Swiss banks plan tax requirement for foreign clients
Switzerland's secretive banks are considering landmark plans to require that their foreign clients conform to personal taxation requirements abroad according to leading banker Patrick Odier.
Geneva--Odier, head of the Swiss bankers' association and a senior partner at private bank Lombard Odier, told the newspaper NZZ am Sonntag that the industry was studying such a step alongside more extensive taxation on foreign savers in Switzerland.
"I also want to go a step further," Odier was quoted as saying.
"We, the banks, must introduce a new business model where tax honesty is the goal when new money is taken in," he said, adding that such an approach must "clearly" be the focus of future business activities.
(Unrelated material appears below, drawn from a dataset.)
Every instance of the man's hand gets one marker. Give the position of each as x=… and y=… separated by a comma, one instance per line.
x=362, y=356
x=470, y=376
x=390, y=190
"We're still working on the details. It could, for example, take the form of a personal declaration: the client would confirm with his signature that his money is properly taxed."
"We want to work out a really credible solution," he added.
However, Odier said such a step could only apply to countries that enter into a bilateral agreement with the Swiss.
Swiss banks have been at the heart of a renewed international pressure in recent years over tax evasion, including bruising multi-billion dollar litigation against the country's biggest bank UBS in the United States.
Neighbouring European countries and the G20 group of leading economies have claimed that Switzerland's banking secrecy law encourages foreign clients to hide their revenue from domestic tax authorities in Swiss bank accounts.
The NZZ am Sonntag said that Odier's comments marked a "new tone" and signalled a "radical change in course" in the Swiss banking industry's approach to foreign clients.
Traditionally, some Swiss banks have been prone to turn a blind eye on a foreign client's tax affairs, while local legal firms were more likely to offer "tax optimisation" services for wealthy clients.
In recent years, Switzerland has levied a withholding tax on interest earned by EU residents with Swiss savings accounts, under an agreement to pay part of the revenues back to the European Union.
However, loopholes in the agreement have been criticised, while the deal only applies to savings accounts, not other investments.